Aos 43 anos, Shichida não é apenas um comilão: ele está em uma missão para trazer o saquê feito por sua família para os restaurantes europeus e combiná-lo com a culinária europeia, o que significa conhecer um território novo. Fez o que fez por pura necessidade: o Japão tem orgulho de sua história, mas as vendas de saquê têm caído há décadas, e Shichida e diversos outros fabricantes tentam reverter esse declínio antes que seja tarde demais.
- Eu estaria mentindo se dissesse que harmonizar saquê com hambúrgueres não machuca um pouco o meu orgulho japonês, mas precisamos explorar esse caminho se nossa empresa quiser sobreviver - admitiu Shichida. O saquê é uma bebida surpreendentemente versátil. Descobri que ele combina bem com muitas receitas ocidentais, até melhor que vinho e cerveja.
Dono da Tenzan, fábrica de 140 anos, Kensuke Shichida é um dos líderes do movimento que busca valorizar o saquê por meio de novas harmonizações culinárias
Ostras frescas, por exemplo, costumam combinar bem com champanha, ou chablis, que tem uma boa acidez. Mas Shichida, que é dono da Tenzan, uma fábrica de 140 anos, acredita que o saquê funciona ainda melhor: a bebida é mais suave e menos ácida, e sua capacidade de limpar o paladar ajuda a tirar o gosto forte das ostras. E o umami do saquê - uma sensação considerada como "o quinto sabor" - contribui para deixar as ostras mais encorpadas.
Em um jantar recente no restaurante londrino Hixter, o chef Ronnie Murray harmonizou um prato de cordeiro e cogumelos com uma garrafa trazida por Shichida de 75 Junmai - saquê encorpado à base de arroz não polido, uma raridade até mesmo no Japão. Os japoneses geralmente preferem os saquês feitos a partir de um tipo de arroz extremamente polido, responsável por um sabor floral e suave. Por outro lado, o saquê de Shichida possuía um sabor encorpado e amadeirado, com uma acidez moderada que complementava bem o sabor terroso do cordeiro.

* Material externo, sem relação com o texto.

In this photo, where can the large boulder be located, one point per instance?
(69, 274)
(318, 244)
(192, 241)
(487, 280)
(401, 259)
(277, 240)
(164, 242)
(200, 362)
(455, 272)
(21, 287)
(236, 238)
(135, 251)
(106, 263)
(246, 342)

- O vinho costuma ser mais ácido, o que corta o sabor da carne - afirmou Gareth Groves, diretor de marketing da Bibendum Wine, loja que anunciou recentemente a compra de saquê de primeira linha vido do Japão. - O saquê não corta tanto o sabor do alimento e o complementa muito bem.
Alguns chefes e amantes da boa cozinha descrevem o experimento com o saquê como um tiro no escuro, mas, para os produtores, o desafio é mais urgente. O consumo de saquê diminuiu consideravelmente no Japão desde os anos 1970, em função de uma queda na natalidade e na opção de muitos consumidores pelo vinho, quase sempre importado, ou por outros produtos nacionais, como cervejas, uísque ou shochu (aguardente japonesa). O Japão exportou 4.536 toneladas de saquê em 2012, mas em sua maioria para restaurantes japoneses, o que limita o público consumidor da bebida. As exportações ainda representam uma parcela ínfima das vendas, e o número de produtores - geralmente antiquados e familiares - diminuiu de 4,6 mil no início do século 20 para mil, atualmente.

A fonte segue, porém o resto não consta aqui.